The further west you go the less touristic the islands so by the time you reach El Hierro the crowds of Tenerife are long gone. The western islands offer longer cruising distances and an opportunity to experience proper Atlantic Ocean sailing. There is very little chance of not seeing dolphins and whales when sailing between the islands and it is not uncommon for a pod of dolphins to play in the yacht’s bow wave for minutes at a time. Put the bright lights of Tenerife out of you mind and you won’t be disappointed with the stunning coastal towns of La Gomera, La Palma and El Hierro.
Our exact route will, of course, depend on the weather but we we have four beautiful islands to cruise around:
Served by the busiest Airport in the Canary Islands, Tenerife makes a perfect starting point for a sailing trip. Marina San Miguel is just 10 minutes from the airport so you can be settled on your yacht often within an hour of landing. Alternatively, the marina in the capital, Santa Cruz de Tenerife is on the doorstep of a vibrant and bustling city with plenty of cultural, shopping and culinary recommendations. Although the island itself has many beautiful features to recommend it, not least the ever impressive Mount Teide, sadly Tenerife’s marinas don’t so we will probably head off to one of the other islands.
Boasting what we consider to be the finest view in the Archipelago, the entrance to the port of San Sebastian is stunning, especially approaching dusk when the colours of the buildings on the hillside are saturated by the setting sunlight. The friendly marina with its town immediately on hand make this a perfect stopping point. La Gomera has some lovely anchorages which we will often have all to ourselves and two stunning fishing villages, Santiago and Valle Gran Rey, to enjoy. The local food is simple but of a high quality and as you would expect, fish is a speciality.

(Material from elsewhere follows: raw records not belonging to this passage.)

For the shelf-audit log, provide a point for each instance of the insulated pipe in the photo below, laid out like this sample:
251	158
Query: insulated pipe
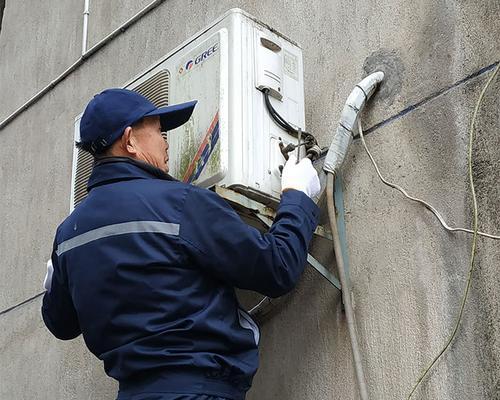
348	120
334	158
85	26
346	293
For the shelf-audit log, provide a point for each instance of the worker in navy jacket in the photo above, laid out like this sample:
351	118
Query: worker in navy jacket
145	267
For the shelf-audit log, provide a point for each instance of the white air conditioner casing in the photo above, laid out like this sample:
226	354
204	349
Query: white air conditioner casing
230	140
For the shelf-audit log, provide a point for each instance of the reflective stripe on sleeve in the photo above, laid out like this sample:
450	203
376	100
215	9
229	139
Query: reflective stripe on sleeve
118	229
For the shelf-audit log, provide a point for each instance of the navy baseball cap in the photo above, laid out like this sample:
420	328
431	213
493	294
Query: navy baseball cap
111	111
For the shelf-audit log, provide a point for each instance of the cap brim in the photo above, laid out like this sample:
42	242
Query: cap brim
174	116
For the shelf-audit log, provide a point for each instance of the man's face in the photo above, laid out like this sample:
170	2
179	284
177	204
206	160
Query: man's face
150	145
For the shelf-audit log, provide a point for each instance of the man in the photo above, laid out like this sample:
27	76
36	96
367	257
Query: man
145	267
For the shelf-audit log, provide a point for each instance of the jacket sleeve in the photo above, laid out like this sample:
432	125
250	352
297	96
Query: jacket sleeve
58	311
223	245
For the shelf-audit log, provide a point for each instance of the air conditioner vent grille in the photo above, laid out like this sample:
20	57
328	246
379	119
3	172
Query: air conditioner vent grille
84	165
156	88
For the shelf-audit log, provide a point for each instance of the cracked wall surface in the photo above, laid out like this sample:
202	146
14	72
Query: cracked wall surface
407	273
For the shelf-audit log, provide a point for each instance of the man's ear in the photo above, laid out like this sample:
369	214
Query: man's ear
129	141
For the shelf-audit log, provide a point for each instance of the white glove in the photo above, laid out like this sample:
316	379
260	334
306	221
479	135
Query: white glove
301	176
47	283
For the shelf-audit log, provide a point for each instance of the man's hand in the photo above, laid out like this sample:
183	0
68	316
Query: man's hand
301	176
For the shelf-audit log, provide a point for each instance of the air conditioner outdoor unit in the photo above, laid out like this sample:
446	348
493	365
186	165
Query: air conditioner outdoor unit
230	141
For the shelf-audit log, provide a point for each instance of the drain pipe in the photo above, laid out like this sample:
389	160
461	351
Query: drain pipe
333	161
86	13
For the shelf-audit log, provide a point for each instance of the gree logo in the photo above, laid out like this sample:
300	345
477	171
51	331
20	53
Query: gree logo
199	59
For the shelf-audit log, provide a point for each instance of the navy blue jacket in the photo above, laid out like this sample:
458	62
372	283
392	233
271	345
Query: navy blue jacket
145	269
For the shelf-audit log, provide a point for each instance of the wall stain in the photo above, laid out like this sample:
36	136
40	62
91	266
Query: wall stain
389	62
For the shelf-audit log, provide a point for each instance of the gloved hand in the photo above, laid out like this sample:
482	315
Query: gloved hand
301	176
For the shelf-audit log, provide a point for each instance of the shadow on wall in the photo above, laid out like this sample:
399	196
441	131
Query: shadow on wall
2	6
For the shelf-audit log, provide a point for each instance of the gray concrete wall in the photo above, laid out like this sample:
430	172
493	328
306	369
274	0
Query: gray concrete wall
407	273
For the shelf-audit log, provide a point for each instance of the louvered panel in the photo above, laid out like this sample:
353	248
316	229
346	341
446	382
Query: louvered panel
84	164
156	88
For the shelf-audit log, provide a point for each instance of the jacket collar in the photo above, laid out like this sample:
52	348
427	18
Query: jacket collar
114	169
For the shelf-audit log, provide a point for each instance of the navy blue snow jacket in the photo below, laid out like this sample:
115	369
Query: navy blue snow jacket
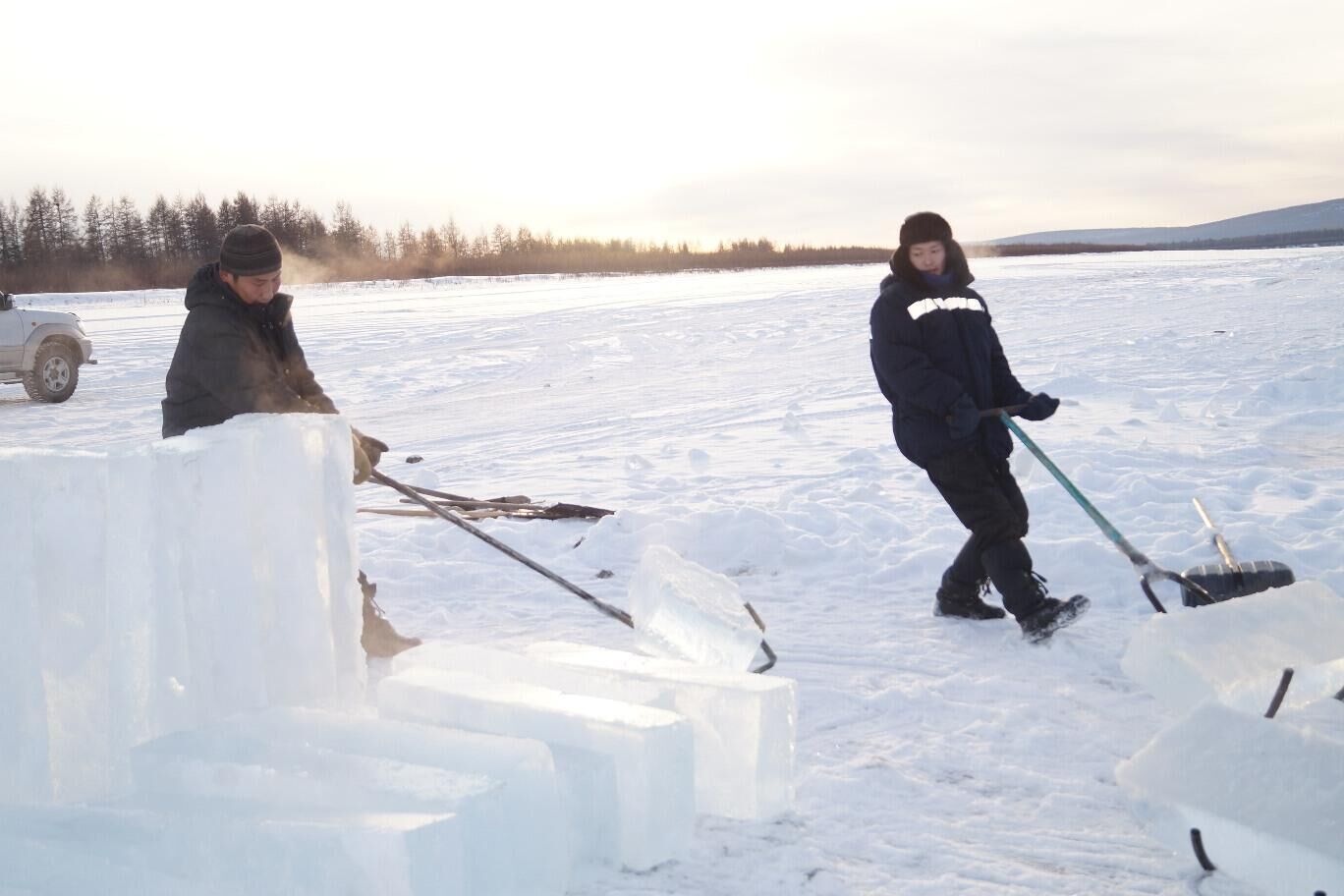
930	346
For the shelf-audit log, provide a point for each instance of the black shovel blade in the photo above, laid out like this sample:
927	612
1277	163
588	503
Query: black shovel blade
1224	582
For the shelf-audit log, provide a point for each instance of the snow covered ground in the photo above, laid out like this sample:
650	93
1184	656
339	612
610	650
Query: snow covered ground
734	418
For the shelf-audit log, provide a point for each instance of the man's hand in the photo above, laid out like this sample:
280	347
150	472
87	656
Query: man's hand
364	467
1039	407
963	418
372	448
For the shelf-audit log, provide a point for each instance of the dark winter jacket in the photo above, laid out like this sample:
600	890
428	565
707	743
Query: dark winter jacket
237	359
930	346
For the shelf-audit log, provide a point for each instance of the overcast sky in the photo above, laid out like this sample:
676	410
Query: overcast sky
821	123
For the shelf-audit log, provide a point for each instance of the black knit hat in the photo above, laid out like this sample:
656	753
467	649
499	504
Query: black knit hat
249	251
924	227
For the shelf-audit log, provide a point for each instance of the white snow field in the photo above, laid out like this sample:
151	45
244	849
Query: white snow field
731	418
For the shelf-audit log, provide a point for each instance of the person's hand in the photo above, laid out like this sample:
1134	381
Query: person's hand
1039	407
372	448
963	418
364	468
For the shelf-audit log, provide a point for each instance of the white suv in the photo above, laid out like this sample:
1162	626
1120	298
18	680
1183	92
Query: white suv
42	350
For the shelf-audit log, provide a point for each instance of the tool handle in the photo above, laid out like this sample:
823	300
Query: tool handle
1219	541
995	412
499	545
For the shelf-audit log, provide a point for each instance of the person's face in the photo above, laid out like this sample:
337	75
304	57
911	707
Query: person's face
254	291
928	258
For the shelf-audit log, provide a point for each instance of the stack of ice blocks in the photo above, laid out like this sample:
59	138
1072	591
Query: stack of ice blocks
183	668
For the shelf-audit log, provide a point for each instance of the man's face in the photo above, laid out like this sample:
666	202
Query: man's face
928	258
254	289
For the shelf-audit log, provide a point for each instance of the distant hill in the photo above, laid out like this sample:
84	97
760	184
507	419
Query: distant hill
1296	220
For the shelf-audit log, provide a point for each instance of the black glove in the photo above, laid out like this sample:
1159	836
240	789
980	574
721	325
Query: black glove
364	469
372	448
1039	407
963	418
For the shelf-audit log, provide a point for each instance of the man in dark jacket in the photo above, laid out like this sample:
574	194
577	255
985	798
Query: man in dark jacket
939	363
238	354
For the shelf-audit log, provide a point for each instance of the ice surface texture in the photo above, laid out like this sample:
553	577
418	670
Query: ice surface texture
160	588
1212	651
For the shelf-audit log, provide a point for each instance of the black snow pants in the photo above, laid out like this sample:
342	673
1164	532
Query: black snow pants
985	497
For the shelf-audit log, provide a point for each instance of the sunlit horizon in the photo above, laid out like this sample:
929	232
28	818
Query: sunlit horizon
703	124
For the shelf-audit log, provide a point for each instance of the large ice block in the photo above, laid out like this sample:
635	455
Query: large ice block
208	847
25	756
1184	658
684	611
645	754
1264	797
503	789
161	588
744	723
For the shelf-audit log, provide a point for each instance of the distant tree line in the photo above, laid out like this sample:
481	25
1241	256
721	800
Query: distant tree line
46	245
1263	241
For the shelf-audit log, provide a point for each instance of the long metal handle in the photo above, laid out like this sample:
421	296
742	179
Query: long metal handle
1219	541
616	613
1135	555
499	545
1147	569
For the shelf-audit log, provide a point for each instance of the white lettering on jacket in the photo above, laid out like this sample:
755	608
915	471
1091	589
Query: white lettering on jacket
952	304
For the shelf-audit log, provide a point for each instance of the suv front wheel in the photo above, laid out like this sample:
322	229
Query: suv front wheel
54	373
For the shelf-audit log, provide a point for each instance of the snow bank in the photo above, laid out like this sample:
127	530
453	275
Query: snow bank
1263	796
1239	644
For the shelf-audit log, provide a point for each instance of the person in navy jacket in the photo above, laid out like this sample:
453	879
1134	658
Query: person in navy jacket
939	363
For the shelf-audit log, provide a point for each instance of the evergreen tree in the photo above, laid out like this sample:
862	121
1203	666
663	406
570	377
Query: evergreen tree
245	209
408	245
65	227
95	231
37	229
201	227
226	218
11	230
347	233
128	233
455	240
431	245
156	229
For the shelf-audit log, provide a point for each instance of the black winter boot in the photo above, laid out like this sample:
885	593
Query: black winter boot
1051	614
957	599
379	639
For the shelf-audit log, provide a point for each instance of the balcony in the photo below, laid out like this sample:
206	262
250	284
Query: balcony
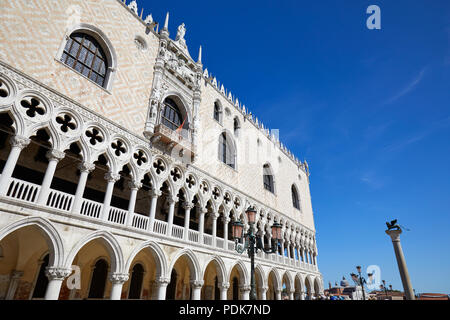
182	138
23	191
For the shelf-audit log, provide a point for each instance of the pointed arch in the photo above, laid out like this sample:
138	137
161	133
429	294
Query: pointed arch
51	235
194	265
112	245
156	252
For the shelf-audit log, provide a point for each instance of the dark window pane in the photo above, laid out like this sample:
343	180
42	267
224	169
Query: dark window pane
74	49
82	55
89	59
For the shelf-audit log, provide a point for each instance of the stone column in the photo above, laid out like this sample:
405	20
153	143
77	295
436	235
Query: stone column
224	290
13	284
154	194
187	217
225	220
112	178
196	286
201	224
402	268
291	294
214	235
278	294
170	218
55	277
159	292
84	168
263	291
245	292
134	186
53	156
18	143
117	280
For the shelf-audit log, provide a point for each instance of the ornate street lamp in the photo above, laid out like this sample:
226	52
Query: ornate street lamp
359	280
251	245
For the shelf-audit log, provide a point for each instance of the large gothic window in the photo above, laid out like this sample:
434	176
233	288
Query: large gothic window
295	198
268	179
84	54
217	112
171	115
226	151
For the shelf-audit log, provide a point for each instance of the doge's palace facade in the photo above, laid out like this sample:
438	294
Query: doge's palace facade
124	162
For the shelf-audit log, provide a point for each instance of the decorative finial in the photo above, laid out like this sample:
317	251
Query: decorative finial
166	23
200	55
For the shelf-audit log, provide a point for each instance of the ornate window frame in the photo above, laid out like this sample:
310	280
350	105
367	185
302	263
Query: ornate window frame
105	44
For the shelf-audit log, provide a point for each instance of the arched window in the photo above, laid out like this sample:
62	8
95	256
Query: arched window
171	116
84	54
236	127
136	282
268	179
227	152
217	112
295	198
235	288
42	281
98	281
171	288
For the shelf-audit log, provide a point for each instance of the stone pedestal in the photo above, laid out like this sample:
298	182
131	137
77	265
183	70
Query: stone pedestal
406	281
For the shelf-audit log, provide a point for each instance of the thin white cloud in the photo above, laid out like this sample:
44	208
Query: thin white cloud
408	88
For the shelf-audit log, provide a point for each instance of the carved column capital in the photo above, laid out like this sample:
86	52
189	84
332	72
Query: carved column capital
57	273
86	166
54	154
224	285
112	177
197	283
19	142
134	185
118	278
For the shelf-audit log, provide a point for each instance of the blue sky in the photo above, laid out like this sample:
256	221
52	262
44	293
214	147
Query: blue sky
368	109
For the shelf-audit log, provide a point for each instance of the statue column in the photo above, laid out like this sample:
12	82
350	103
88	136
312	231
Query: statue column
55	277
154	194
134	186
201	224
406	281
225	220
196	286
84	168
214	226
112	178
278	294
187	216
263	291
245	292
117	280
18	143
53	156
171	202
160	289
13	284
224	290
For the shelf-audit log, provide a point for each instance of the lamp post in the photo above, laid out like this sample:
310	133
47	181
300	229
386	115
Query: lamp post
383	286
360	279
251	245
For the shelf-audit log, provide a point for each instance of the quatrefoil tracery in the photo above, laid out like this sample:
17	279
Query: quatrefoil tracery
159	166
140	157
94	136
33	107
66	123
176	174
119	147
4	92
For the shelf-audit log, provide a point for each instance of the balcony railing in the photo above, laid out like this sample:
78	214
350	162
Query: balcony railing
28	192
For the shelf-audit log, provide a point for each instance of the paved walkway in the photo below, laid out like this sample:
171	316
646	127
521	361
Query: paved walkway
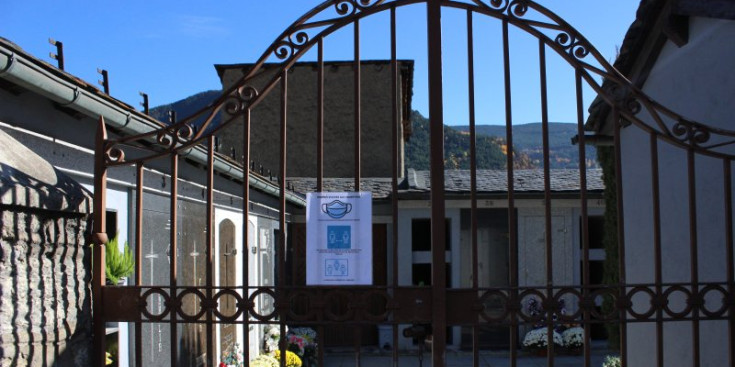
461	359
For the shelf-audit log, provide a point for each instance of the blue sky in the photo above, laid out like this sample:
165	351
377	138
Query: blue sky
167	49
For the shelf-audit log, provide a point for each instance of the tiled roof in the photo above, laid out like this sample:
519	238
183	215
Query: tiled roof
495	181
380	187
458	181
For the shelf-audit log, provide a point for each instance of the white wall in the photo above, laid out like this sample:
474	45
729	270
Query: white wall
405	218
696	81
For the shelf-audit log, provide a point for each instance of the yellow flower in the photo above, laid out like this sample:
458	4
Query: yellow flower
292	360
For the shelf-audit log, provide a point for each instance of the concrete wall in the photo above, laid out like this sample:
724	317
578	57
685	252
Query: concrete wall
697	82
45	298
339	112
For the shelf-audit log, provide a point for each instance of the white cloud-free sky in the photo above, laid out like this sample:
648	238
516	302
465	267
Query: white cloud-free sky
167	49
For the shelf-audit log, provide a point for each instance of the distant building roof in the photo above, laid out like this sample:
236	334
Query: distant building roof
496	181
380	187
458	182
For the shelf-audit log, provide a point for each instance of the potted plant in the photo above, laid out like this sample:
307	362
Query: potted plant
118	265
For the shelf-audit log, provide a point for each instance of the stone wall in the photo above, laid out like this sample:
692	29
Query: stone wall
45	298
339	115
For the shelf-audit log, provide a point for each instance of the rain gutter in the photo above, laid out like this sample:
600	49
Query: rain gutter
24	70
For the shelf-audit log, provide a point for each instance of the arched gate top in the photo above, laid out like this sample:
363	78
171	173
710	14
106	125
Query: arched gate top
332	15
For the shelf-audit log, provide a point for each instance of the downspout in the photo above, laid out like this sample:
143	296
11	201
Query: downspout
32	75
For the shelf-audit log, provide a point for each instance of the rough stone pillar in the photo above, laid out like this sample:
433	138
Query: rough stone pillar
45	297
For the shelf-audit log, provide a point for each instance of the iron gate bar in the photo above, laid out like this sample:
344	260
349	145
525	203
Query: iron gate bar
436	131
393	283
246	234
210	245
693	255
99	238
621	306
585	216
511	197
547	208
473	177
655	187
173	254
139	256
727	169
281	305
357	331
357	80
320	118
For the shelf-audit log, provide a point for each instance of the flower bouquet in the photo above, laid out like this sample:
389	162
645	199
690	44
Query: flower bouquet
292	360
573	338
302	341
537	339
271	337
233	357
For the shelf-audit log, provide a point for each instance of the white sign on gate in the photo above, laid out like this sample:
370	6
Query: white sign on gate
339	238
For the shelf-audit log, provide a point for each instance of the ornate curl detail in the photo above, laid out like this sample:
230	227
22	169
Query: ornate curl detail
633	106
290	45
298	38
518	8
572	45
499	5
284	50
688	131
164	138
184	132
238	101
350	7
247	93
115	155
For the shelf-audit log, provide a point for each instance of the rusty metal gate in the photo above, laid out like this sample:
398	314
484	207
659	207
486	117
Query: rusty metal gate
201	307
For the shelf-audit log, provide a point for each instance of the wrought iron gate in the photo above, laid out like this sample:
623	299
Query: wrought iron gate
441	305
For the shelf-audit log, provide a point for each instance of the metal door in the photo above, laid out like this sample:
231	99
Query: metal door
441	305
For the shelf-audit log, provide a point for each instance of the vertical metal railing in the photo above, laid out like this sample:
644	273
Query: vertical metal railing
99	238
246	234
621	294
473	179
693	256
281	251
209	228
582	152
320	162
357	96
550	311
730	270
173	252
513	236
658	268
394	174
436	119
139	256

Both the marinas on the island are welcoming and well appointed. Santa Cruz de la Palma is right on the edge of the beautiful town with its floral balconies and cobbled streets whilst Tazacorte is quiet, laid back and the perfect place to enjoy a post-sail Gin & Tonic. The coastline is breathtaking not least because of the huge volcanic craters shrouded in mist. The Italian restaurant just outside the marina at Tazacorte serves the most delicious profitteroles … and they even come recommended by a resident French skipper!
The pace of life is definitely slower on the most western island of El Hierro and it is known mostly for its marine wildlife and fantastic diving. Walk though the lava fields just outside Marina Restinga to really feel the origins of these volcanic islands.